Sensor Enabled Seabed Landing AUV nodes for improved offshore Carbon Capture and Storage (CCS) monitoring
Why is this research needed?
Offshore storage of carbon dioxide in geological reservoirs, such as depleted oil and gas reservoirs and saline aquifers, has been identified as an important way of reducing the amount of carbon dioxide released into the atmosphere and could be a key contributor to keeping the climate change derived temperature increase below the 2 degrees celsius target. A key element of offshore CCS is integrity assurance, which requires confidence that any leakage of the carbon dioxide into the marine environment (either from the storage reservoir or from pipelines) could be reliably detected.

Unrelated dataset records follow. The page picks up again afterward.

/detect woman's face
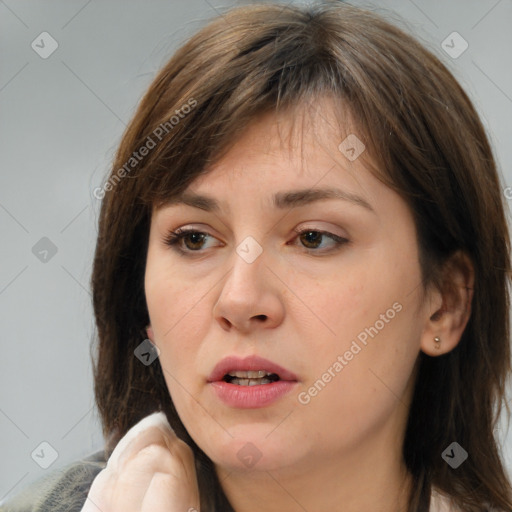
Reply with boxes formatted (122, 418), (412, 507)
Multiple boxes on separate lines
(145, 100), (433, 475)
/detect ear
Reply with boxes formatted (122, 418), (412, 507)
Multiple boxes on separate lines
(146, 324), (155, 342)
(420, 250), (474, 356)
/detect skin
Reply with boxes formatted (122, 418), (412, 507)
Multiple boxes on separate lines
(143, 98), (474, 512)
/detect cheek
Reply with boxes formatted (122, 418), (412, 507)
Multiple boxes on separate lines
(148, 295), (209, 419)
(286, 260), (392, 359)
(293, 253), (423, 428)
(145, 261), (209, 375)
(301, 310), (420, 463)
(294, 317), (420, 451)
(146, 248), (199, 328)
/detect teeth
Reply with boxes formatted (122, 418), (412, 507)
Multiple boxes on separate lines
(230, 377), (273, 386)
(228, 370), (269, 378)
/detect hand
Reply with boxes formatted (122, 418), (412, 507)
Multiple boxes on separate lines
(80, 412), (200, 512)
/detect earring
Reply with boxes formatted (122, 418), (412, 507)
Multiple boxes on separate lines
(434, 336), (441, 349)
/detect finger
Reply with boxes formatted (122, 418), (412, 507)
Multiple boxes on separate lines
(162, 433), (198, 482)
(141, 472), (199, 512)
(110, 443), (187, 512)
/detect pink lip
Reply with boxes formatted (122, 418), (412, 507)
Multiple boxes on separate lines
(207, 355), (298, 383)
(207, 355), (298, 409)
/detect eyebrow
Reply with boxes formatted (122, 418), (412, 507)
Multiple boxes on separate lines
(163, 187), (375, 214)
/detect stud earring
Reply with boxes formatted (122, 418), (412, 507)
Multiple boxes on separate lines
(434, 336), (441, 349)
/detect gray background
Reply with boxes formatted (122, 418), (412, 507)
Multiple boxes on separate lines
(1, 0), (512, 502)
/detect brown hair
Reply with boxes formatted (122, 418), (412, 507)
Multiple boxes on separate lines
(90, 2), (512, 510)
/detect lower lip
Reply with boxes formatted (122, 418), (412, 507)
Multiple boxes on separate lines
(209, 380), (298, 408)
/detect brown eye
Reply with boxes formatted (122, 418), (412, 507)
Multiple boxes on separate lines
(292, 228), (349, 253)
(163, 229), (214, 253)
(163, 227), (349, 256)
(181, 232), (207, 250)
(299, 230), (324, 249)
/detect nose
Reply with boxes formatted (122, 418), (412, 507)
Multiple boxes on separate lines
(212, 245), (285, 333)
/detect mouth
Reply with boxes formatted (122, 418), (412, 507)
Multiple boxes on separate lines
(222, 370), (281, 386)
(207, 355), (298, 384)
(207, 355), (298, 408)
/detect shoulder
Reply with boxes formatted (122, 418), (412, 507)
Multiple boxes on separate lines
(0, 450), (107, 512)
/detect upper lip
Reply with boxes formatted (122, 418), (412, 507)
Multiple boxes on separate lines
(207, 355), (298, 382)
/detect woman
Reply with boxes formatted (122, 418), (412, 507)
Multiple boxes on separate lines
(3, 2), (511, 511)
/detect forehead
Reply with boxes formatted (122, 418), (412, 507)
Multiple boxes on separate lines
(150, 95), (404, 227)
(161, 98), (374, 203)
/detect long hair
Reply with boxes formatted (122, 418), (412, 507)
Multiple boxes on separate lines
(90, 2), (512, 510)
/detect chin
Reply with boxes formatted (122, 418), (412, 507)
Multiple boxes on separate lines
(198, 429), (302, 473)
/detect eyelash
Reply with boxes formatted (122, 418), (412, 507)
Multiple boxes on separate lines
(162, 227), (349, 256)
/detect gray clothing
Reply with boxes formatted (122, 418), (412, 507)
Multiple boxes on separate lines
(0, 450), (107, 512)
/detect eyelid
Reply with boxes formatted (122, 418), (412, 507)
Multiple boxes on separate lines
(293, 223), (348, 239)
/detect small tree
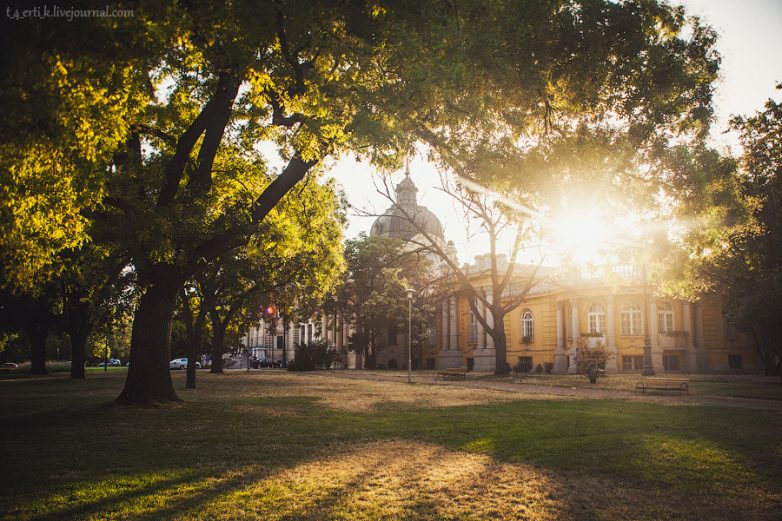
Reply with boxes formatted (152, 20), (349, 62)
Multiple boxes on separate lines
(575, 340), (613, 384)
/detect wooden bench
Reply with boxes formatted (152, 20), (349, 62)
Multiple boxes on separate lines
(435, 367), (467, 381)
(635, 377), (689, 395)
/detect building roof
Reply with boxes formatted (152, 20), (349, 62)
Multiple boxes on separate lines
(370, 164), (444, 242)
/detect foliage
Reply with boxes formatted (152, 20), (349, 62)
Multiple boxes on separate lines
(1, 0), (724, 402)
(287, 340), (338, 371)
(340, 234), (437, 365)
(661, 89), (782, 376)
(575, 341), (612, 382)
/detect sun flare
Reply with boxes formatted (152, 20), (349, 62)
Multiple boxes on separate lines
(547, 207), (638, 265)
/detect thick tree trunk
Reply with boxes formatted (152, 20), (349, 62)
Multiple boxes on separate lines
(67, 297), (91, 379)
(493, 314), (510, 376)
(28, 325), (48, 375)
(27, 294), (52, 375)
(210, 313), (226, 374)
(116, 270), (183, 405)
(69, 327), (88, 379)
(186, 312), (206, 389)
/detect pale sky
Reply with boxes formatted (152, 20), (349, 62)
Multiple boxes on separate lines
(315, 1), (782, 265)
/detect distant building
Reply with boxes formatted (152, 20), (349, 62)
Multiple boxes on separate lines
(370, 164), (445, 243)
(437, 258), (760, 373)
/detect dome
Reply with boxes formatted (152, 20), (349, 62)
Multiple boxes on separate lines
(370, 164), (444, 242)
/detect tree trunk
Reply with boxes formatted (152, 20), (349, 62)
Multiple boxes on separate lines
(116, 270), (183, 405)
(28, 325), (48, 375)
(210, 313), (226, 374)
(69, 327), (88, 379)
(493, 314), (510, 376)
(67, 298), (91, 379)
(186, 311), (206, 388)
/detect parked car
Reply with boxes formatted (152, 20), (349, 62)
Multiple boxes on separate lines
(169, 358), (201, 370)
(1, 362), (18, 369)
(252, 358), (281, 368)
(97, 358), (121, 367)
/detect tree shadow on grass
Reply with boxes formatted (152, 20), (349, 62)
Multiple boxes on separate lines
(3, 381), (782, 520)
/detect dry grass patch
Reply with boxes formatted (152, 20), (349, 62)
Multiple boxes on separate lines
(188, 441), (561, 521)
(200, 371), (526, 413)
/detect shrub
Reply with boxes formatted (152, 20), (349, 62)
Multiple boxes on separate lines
(512, 357), (533, 373)
(575, 340), (613, 383)
(544, 362), (554, 374)
(287, 341), (338, 371)
(387, 359), (398, 369)
(534, 364), (543, 373)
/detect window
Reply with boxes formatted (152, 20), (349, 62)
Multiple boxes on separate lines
(517, 356), (533, 372)
(387, 323), (397, 345)
(468, 304), (478, 343)
(658, 302), (674, 334)
(663, 354), (680, 371)
(728, 355), (742, 369)
(521, 310), (534, 342)
(622, 355), (643, 371)
(621, 304), (643, 335)
(725, 319), (737, 341)
(587, 304), (605, 334)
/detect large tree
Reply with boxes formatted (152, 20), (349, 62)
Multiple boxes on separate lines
(375, 175), (546, 375)
(340, 233), (439, 368)
(2, 0), (720, 403)
(661, 90), (782, 380)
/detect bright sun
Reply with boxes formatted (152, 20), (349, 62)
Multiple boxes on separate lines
(547, 207), (636, 265)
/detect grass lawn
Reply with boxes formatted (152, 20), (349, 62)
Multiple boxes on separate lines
(1, 371), (781, 520)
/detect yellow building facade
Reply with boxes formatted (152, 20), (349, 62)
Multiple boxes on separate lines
(436, 258), (760, 373)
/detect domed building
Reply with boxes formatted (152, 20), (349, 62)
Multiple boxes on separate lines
(370, 165), (445, 243)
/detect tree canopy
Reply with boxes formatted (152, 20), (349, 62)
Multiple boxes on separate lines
(0, 0), (723, 403)
(661, 90), (782, 378)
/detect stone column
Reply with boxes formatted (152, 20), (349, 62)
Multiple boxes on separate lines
(555, 302), (567, 371)
(695, 302), (706, 370)
(336, 317), (344, 351)
(449, 296), (458, 350)
(649, 301), (663, 370)
(682, 302), (695, 370)
(568, 298), (579, 373)
(605, 296), (618, 371)
(479, 291), (488, 349)
(441, 298), (449, 350)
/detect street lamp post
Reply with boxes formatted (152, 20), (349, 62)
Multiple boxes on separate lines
(405, 288), (416, 384)
(641, 263), (656, 376)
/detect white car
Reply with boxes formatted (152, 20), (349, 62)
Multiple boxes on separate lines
(169, 358), (201, 370)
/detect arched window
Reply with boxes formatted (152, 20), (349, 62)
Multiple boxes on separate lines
(521, 310), (534, 341)
(621, 304), (643, 336)
(588, 304), (605, 334)
(657, 302), (674, 333)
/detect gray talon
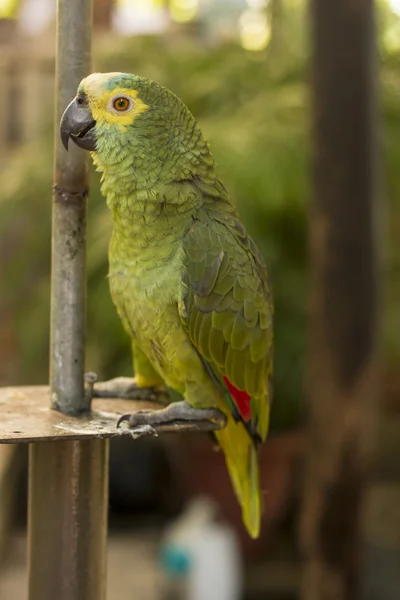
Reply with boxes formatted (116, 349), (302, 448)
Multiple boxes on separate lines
(84, 372), (98, 384)
(117, 413), (134, 428)
(84, 372), (98, 403)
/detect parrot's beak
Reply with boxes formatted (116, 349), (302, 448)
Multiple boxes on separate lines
(60, 97), (96, 151)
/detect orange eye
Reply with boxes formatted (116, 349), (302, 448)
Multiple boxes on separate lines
(113, 97), (131, 112)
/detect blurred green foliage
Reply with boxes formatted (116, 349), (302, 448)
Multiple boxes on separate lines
(0, 6), (399, 431)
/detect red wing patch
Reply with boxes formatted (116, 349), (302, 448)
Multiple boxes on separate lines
(223, 376), (251, 422)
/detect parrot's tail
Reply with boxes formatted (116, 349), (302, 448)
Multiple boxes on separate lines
(214, 411), (261, 538)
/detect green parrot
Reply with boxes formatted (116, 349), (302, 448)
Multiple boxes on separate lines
(60, 72), (273, 538)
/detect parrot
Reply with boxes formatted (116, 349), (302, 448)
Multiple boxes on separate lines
(60, 72), (273, 538)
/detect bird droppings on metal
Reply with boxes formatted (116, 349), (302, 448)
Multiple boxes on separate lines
(118, 424), (159, 439)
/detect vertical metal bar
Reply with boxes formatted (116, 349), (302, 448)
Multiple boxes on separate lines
(51, 0), (92, 414)
(300, 1), (379, 600)
(28, 441), (109, 600)
(28, 2), (109, 600)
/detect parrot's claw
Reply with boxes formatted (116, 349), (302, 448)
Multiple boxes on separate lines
(116, 401), (227, 430)
(84, 371), (98, 404)
(86, 375), (168, 404)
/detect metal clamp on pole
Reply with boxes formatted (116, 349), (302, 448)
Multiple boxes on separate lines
(27, 1), (109, 599)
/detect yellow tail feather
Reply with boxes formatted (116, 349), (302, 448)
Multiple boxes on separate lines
(214, 411), (261, 538)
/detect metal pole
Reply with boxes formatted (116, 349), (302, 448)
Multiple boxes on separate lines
(300, 0), (379, 599)
(28, 1), (109, 599)
(28, 441), (109, 600)
(50, 0), (91, 414)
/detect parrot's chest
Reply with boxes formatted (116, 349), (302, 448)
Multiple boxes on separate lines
(106, 229), (203, 392)
(108, 244), (185, 342)
(109, 251), (195, 390)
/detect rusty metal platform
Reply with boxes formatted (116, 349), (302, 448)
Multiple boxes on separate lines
(0, 386), (219, 444)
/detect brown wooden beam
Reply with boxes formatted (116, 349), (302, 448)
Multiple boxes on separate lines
(300, 1), (379, 599)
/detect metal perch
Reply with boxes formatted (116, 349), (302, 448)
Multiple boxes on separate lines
(0, 386), (225, 445)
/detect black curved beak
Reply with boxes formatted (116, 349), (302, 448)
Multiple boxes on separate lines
(60, 97), (96, 151)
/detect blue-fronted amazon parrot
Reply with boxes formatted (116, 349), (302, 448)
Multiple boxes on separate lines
(60, 72), (273, 538)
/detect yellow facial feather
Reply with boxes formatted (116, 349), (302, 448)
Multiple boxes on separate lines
(82, 74), (149, 128)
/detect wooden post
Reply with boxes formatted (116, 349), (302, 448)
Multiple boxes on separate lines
(27, 1), (110, 599)
(94, 0), (115, 30)
(300, 0), (379, 599)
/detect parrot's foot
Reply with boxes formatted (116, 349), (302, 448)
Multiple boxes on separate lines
(84, 373), (168, 405)
(117, 401), (227, 430)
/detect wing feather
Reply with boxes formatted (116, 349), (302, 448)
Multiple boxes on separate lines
(179, 203), (273, 441)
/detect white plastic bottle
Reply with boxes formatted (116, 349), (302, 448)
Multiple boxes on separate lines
(159, 497), (243, 600)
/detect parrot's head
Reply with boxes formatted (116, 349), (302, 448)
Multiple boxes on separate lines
(60, 72), (212, 183)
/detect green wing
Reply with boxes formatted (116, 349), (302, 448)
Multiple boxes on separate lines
(179, 197), (273, 441)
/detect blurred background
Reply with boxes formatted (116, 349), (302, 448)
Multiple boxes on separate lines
(0, 0), (399, 598)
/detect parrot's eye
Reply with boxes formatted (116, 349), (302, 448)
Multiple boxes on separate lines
(112, 96), (132, 112)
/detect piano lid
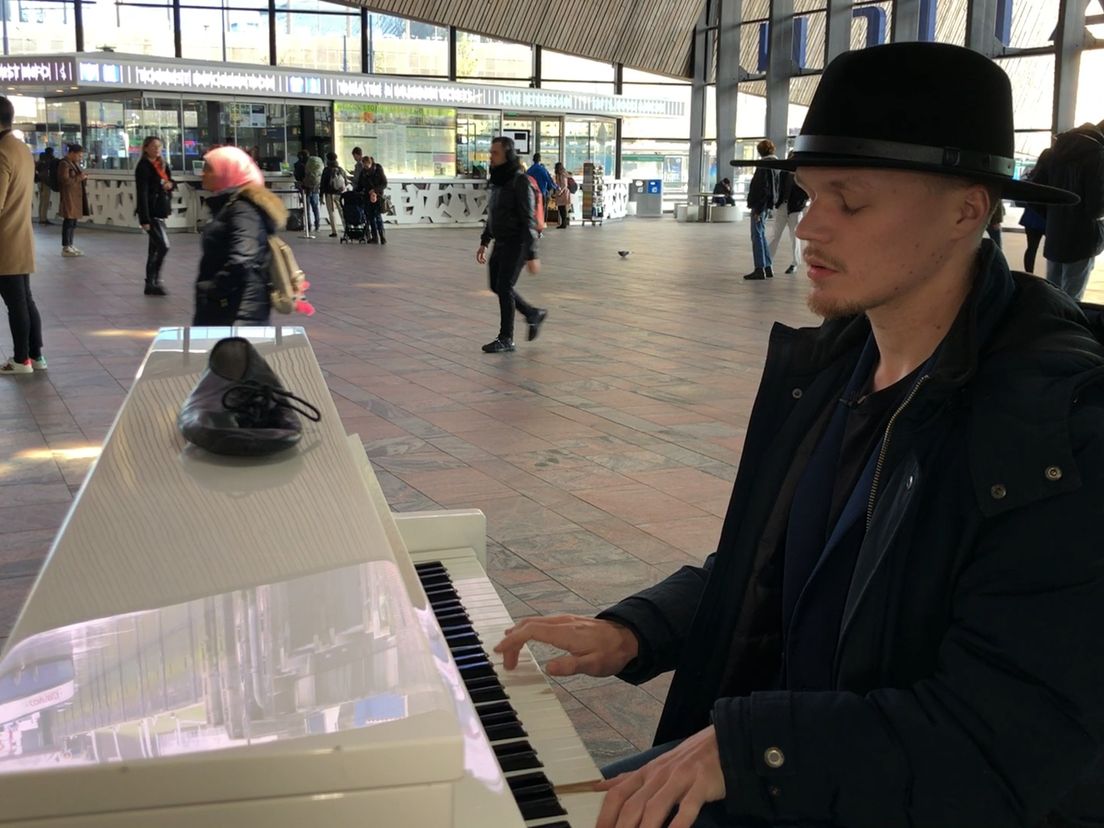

What is this research investigating?
Experimental studies have shown that detection of a carbon dioxide leakage from the seafloor can be done with sensors mounted on either autonomous underwater vehicles (which can be expensive) or on fixed installations (which requires many installations to achieve broad spatial coverage). Recent technological developments have led to a low-cost hybrid system which combines autonomous underwater vehicles and fixed installations technology, so called ‘flying nodes’. These flying nodes can remain on the seafloor for up to a year and, even more important, they are designed to work in a swarm of up to 3000 vehicles, hence can survey a large area in significantly less time than the traditional underwater vehicles. This project aims to show that the integration of chemical sensors and flying nodes is feasible and beneficial.
What does the research hope to achieve?
In this project, the research team will define the technical and mechanical requirements for the integration, perform first hardware integration tests, and perform a model exercise to specify the appropriate number and spacing of vehicles under different carbon dioxide monitoring scenarios. Longer term, the newly developed monitoring technology that will be created by integrating long-term stable chemical sensors (produced at the National Oceanography Centre, Southampton) with flying nodes (designed and manufactured by Autonomous Robotics Ltd) can provide a reliable and cost-efficient offshore CCS monitoring technology.